Next week, on 26 and 27 June 2012 the High Court in London will consider a legal challenge to the legality of the Government’s flagship "Back to work" schemes forcing unemployed people to work or lose their benefits. The hearing will commence at 10:30 am on 26 June. If it succeeds the court will quash the regulations under which the schemes are made and Iain Duncan Smith, the Secretary of State for Work and Pensions, will be sent back to the drawing board.
The claim is brought by two individuals who have been subject to very different schemes under the 2011 Regulations. The first claimant Cait Reilly, participated in the "sector based work academy" scheme against her wishes. She was forced to leave her voluntary work at a local museum to work in Poundland stacking shelves for two weeks.

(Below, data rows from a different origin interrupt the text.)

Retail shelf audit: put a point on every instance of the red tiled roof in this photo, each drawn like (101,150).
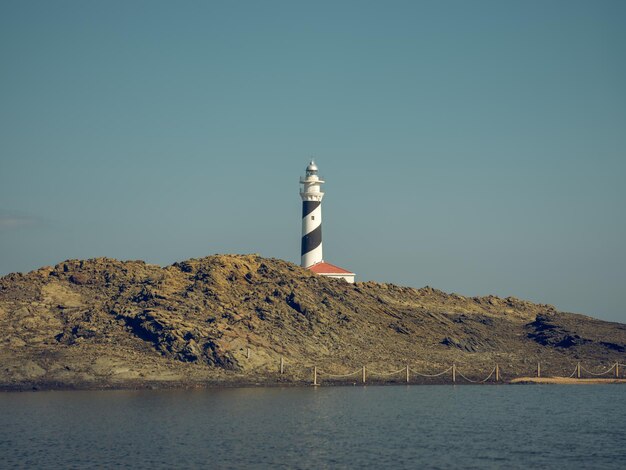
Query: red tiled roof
(327,268)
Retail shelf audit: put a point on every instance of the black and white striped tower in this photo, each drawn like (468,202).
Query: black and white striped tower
(311,194)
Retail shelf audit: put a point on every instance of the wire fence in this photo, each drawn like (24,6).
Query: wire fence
(452,374)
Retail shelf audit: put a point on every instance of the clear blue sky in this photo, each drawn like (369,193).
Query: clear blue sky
(475,146)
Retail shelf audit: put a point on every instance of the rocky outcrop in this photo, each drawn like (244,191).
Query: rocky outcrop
(229,319)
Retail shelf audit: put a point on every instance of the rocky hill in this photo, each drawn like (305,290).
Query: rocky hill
(229,319)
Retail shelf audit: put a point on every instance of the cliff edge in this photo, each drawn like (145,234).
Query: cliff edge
(228,319)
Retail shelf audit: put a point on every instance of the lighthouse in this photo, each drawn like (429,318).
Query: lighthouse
(311,250)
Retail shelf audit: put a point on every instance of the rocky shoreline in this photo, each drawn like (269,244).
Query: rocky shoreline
(227,320)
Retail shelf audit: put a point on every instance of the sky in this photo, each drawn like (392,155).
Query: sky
(476,147)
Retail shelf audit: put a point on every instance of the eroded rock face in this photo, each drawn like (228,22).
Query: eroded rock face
(105,322)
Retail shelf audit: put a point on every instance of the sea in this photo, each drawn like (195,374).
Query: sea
(439,427)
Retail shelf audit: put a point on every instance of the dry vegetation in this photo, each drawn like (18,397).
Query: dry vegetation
(108,323)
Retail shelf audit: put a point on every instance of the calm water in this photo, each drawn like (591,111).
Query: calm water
(338,427)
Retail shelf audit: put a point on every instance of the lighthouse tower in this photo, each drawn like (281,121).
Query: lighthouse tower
(311,194)
(311,252)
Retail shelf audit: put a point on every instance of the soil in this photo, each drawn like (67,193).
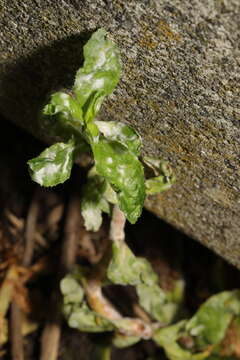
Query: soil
(171,253)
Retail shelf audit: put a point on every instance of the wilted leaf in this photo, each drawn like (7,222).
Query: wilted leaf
(99,75)
(211,321)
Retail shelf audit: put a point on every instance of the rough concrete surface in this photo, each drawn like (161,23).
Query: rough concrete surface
(180,89)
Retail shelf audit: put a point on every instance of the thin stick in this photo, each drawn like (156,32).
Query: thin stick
(52,330)
(16,332)
(16,314)
(31,228)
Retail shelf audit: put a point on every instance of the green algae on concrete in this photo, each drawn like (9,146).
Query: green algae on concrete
(180,89)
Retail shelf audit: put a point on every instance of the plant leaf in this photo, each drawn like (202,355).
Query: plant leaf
(124,134)
(164,178)
(167,338)
(62,117)
(97,195)
(127,269)
(53,166)
(75,308)
(93,202)
(99,75)
(211,321)
(124,172)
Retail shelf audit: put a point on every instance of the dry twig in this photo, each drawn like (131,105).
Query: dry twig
(73,225)
(16,314)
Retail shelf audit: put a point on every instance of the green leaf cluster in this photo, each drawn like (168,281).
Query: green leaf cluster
(115,147)
(127,269)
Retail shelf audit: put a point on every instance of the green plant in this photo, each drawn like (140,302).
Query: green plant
(116,185)
(118,176)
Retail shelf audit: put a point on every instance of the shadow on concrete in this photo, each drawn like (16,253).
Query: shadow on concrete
(25,85)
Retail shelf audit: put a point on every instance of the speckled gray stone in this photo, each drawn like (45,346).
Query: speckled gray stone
(180,89)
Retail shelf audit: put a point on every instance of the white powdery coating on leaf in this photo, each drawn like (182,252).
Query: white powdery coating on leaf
(98,83)
(109,160)
(83,78)
(46,173)
(101,60)
(63,96)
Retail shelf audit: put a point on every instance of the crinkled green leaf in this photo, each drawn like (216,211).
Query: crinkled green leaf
(124,134)
(164,178)
(124,172)
(93,202)
(71,289)
(84,319)
(127,269)
(99,75)
(62,102)
(155,301)
(62,117)
(167,338)
(211,321)
(96,196)
(53,166)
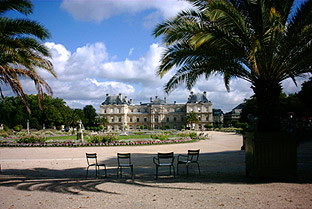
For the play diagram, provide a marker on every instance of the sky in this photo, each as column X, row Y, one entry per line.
column 107, row 46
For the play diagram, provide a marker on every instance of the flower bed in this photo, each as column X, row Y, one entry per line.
column 83, row 144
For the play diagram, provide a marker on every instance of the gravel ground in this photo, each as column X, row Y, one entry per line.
column 54, row 178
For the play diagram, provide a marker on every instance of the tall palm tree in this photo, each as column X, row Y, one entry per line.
column 260, row 41
column 21, row 50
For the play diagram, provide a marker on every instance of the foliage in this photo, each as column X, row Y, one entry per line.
column 262, row 42
column 18, row 128
column 31, row 139
column 193, row 134
column 21, row 50
column 161, row 137
column 138, row 133
column 54, row 113
column 208, row 126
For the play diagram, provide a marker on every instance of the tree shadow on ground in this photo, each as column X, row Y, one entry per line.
column 220, row 167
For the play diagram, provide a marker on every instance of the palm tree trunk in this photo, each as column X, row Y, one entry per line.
column 267, row 92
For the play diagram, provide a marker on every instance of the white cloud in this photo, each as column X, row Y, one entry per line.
column 98, row 10
column 88, row 74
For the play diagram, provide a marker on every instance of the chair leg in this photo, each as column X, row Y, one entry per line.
column 105, row 171
column 87, row 172
column 187, row 169
column 198, row 168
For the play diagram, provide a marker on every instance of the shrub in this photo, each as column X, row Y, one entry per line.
column 161, row 137
column 17, row 128
column 6, row 128
column 101, row 127
column 184, row 135
column 138, row 133
column 193, row 134
column 31, row 139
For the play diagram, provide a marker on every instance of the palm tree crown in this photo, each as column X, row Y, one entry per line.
column 261, row 42
column 21, row 52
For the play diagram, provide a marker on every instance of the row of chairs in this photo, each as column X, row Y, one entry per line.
column 162, row 160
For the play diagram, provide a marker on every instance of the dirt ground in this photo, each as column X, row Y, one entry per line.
column 55, row 178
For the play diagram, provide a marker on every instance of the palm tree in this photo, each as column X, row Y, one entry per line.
column 191, row 118
column 21, row 52
column 262, row 42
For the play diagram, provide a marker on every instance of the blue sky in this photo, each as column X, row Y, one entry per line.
column 102, row 46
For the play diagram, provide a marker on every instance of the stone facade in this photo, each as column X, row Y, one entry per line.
column 121, row 113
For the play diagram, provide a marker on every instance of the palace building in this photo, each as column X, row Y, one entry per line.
column 122, row 114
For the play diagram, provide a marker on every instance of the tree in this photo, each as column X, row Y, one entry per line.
column 191, row 118
column 21, row 50
column 262, row 42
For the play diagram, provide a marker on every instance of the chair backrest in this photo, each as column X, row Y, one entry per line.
column 168, row 157
column 193, row 155
column 91, row 157
column 124, row 158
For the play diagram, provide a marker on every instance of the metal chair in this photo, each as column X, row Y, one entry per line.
column 191, row 157
column 124, row 160
column 164, row 160
column 92, row 161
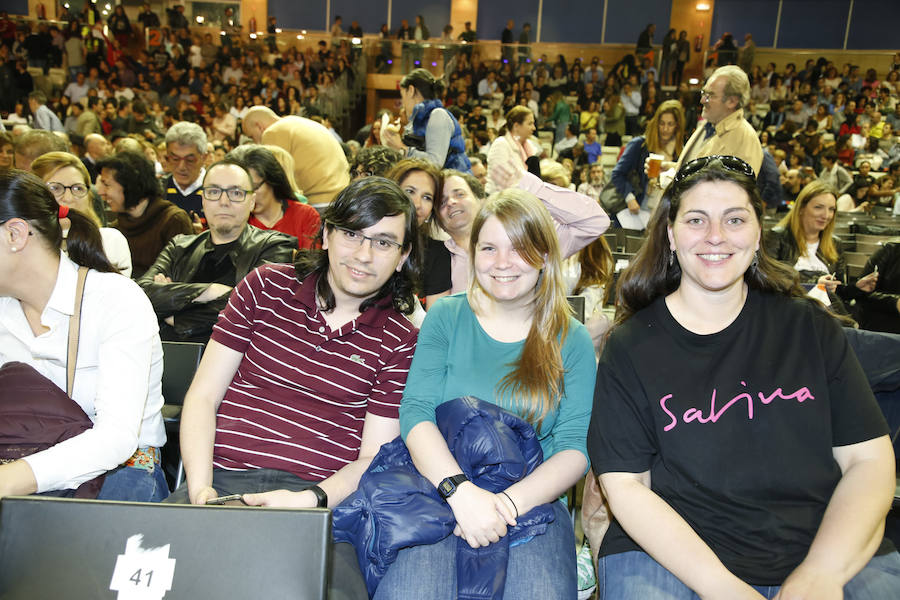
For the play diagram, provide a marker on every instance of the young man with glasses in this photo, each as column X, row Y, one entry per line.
column 186, row 147
column 191, row 280
column 725, row 131
column 301, row 382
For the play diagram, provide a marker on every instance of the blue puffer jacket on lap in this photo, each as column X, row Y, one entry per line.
column 394, row 507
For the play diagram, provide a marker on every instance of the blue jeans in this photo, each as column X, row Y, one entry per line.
column 133, row 484
column 543, row 567
column 635, row 575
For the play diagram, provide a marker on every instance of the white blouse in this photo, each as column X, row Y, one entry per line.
column 117, row 377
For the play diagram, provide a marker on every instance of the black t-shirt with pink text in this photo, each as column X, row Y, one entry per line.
column 736, row 428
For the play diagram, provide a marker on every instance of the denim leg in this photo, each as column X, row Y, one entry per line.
column 880, row 579
column 134, row 484
column 636, row 576
column 421, row 572
column 544, row 567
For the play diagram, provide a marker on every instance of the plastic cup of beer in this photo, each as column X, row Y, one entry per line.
column 654, row 165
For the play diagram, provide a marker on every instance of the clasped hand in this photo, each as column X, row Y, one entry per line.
column 481, row 517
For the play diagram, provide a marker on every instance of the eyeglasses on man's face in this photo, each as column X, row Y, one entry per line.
column 235, row 194
column 189, row 160
column 355, row 239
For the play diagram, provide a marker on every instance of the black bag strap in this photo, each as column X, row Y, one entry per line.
column 74, row 327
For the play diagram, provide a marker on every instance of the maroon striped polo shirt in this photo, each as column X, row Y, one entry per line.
column 301, row 393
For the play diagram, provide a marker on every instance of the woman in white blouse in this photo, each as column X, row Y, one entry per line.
column 512, row 148
column 119, row 357
column 69, row 182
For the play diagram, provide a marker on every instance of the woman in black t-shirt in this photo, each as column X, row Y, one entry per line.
column 734, row 468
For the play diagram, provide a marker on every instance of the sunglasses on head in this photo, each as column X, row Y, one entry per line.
column 731, row 163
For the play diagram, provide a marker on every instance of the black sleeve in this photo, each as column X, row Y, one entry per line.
column 169, row 298
column 436, row 270
column 621, row 436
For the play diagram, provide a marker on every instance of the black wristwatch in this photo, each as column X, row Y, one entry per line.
column 321, row 496
column 448, row 486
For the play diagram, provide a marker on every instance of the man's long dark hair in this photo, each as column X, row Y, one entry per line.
column 362, row 204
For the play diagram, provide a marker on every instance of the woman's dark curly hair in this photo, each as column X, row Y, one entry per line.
column 651, row 275
column 362, row 204
column 135, row 173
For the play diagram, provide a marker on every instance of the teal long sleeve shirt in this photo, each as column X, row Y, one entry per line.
column 455, row 357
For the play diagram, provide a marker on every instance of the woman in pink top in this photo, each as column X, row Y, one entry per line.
column 275, row 205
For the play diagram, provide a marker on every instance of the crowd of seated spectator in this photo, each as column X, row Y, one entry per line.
column 152, row 128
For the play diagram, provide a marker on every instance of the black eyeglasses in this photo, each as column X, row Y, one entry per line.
column 235, row 195
column 732, row 163
column 79, row 190
column 355, row 239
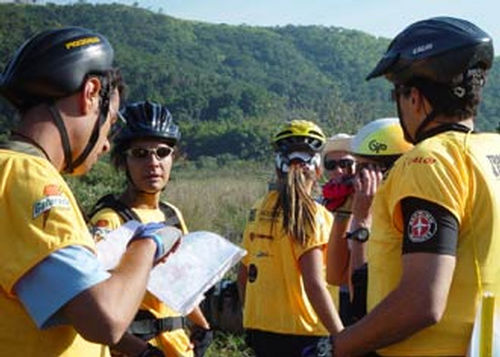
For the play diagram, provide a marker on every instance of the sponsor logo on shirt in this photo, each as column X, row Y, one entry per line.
column 260, row 236
column 495, row 164
column 252, row 273
column 52, row 198
column 376, row 146
column 423, row 160
column 422, row 226
column 261, row 254
column 100, row 229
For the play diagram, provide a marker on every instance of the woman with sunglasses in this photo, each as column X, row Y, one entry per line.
column 287, row 306
column 375, row 147
column 340, row 166
column 144, row 149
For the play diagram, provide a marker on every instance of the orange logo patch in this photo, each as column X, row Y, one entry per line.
column 102, row 223
column 423, row 160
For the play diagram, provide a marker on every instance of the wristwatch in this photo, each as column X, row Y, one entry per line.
column 361, row 234
column 151, row 351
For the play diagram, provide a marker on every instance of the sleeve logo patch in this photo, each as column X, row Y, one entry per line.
column 53, row 198
column 422, row 226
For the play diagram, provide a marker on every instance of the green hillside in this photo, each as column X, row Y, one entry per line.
column 228, row 86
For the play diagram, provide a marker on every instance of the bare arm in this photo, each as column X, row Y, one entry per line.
column 311, row 267
column 366, row 185
column 197, row 317
column 337, row 266
column 130, row 345
column 103, row 312
column 418, row 301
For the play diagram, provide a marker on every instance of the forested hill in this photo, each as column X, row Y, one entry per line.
column 228, row 86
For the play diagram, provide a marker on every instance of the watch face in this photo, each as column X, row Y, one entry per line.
column 363, row 234
column 360, row 234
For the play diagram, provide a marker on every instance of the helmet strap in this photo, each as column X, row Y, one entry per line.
column 419, row 133
column 134, row 186
column 406, row 133
column 103, row 114
column 56, row 117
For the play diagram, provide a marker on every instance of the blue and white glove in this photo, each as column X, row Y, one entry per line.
column 164, row 236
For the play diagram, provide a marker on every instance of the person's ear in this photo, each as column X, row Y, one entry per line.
column 89, row 95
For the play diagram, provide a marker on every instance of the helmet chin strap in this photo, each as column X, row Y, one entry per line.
column 132, row 183
column 419, row 133
column 406, row 133
column 70, row 165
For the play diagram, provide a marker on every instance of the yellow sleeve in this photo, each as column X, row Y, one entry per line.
column 103, row 222
column 319, row 237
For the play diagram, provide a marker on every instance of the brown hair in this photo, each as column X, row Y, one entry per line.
column 295, row 203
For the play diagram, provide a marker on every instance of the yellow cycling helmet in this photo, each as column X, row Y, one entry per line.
column 299, row 135
column 381, row 137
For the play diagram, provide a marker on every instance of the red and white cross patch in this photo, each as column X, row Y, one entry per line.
column 422, row 226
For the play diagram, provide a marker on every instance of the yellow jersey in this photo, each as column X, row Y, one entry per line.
column 39, row 215
column 172, row 343
column 275, row 298
column 460, row 172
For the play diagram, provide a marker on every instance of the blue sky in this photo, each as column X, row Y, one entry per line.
column 377, row 17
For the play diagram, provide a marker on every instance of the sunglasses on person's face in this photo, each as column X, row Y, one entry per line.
column 398, row 90
column 160, row 153
column 342, row 163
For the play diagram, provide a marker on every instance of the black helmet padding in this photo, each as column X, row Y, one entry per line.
column 438, row 49
column 148, row 120
column 54, row 64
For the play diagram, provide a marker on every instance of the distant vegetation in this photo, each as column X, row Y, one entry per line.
column 228, row 86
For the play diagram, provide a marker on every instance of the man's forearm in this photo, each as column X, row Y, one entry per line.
column 103, row 312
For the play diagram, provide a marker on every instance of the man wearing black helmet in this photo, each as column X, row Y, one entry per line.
column 144, row 149
column 55, row 298
column 434, row 245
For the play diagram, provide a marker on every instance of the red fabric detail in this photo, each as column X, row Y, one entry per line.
column 335, row 194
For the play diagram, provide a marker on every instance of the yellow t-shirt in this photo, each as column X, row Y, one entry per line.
column 39, row 215
column 460, row 172
column 173, row 343
column 275, row 298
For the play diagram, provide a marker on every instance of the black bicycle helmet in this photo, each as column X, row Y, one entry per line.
column 54, row 64
column 438, row 49
column 148, row 120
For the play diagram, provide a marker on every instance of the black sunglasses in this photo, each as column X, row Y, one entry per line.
column 342, row 163
column 160, row 153
column 398, row 90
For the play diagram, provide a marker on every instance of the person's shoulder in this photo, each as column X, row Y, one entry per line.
column 28, row 162
column 106, row 217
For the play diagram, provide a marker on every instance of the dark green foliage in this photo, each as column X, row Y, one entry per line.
column 228, row 86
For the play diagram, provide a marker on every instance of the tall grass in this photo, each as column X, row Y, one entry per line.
column 216, row 201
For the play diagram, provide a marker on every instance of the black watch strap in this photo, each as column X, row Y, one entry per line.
column 151, row 351
column 361, row 234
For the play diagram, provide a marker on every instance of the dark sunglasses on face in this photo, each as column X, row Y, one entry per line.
column 160, row 153
column 342, row 163
column 398, row 90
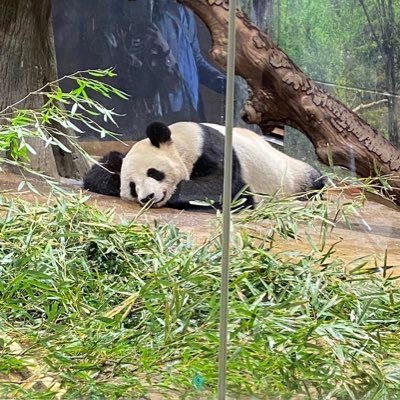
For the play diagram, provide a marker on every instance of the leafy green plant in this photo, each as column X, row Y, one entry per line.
column 62, row 111
column 123, row 311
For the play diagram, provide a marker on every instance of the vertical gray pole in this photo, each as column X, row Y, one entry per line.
column 226, row 199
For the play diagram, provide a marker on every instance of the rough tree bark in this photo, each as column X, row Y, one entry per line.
column 27, row 63
column 282, row 94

The second Claimant refused to participate in a scheme known as the "Community Action Programme" when he was told that he had to work, cleaning furniture, without pay for 30 hours per week for six months. No detailed information or guidance was provided to him about the scheme itself and he has recently been informed that he is being stripped of his Job Seekers Allowance for six months because he refused to participate in the scheme.
The Claimants, represented by Public Interest Lawyers, argue that:
the Governing primary legislation, s.17A of the Jobseeker’s Allowance Act 1995 requires all schemes implemented by the Secretary of State to be set out in the regulations. However the 2011 regulations fail to do this and instead leave the design of the schemes entirely to the Secretary of State from time to time. The Claimants say that this was contrary to what Parliament intended.
The Government has failed to publish any policies setting out the scope of the schemes.
The requirement to carry out mandatory work is contrary to Article 4 of the ECHR which prohibits compulsory labour.
The result is that the Government is using vague and open-ended regulations to create a plethora of very different schemes without publishing clear guidance as to what the schemes entail. Complete confusion has ensued over what individuals can be asked to do as evidenced by the recent debacle over the Queen's Jubilee where those under the "Work Programme" (another scheme made under the 2011 Regulations) were required to work 14 hour shifts as security guards after sleeping rough under London Bridge.
The first claimant, Cait Reilly, together with her solicitor Tessa Gregory will make a statement on the steps of the Royal Courts of Justice at approximately 9:45 am on 26 June 2012.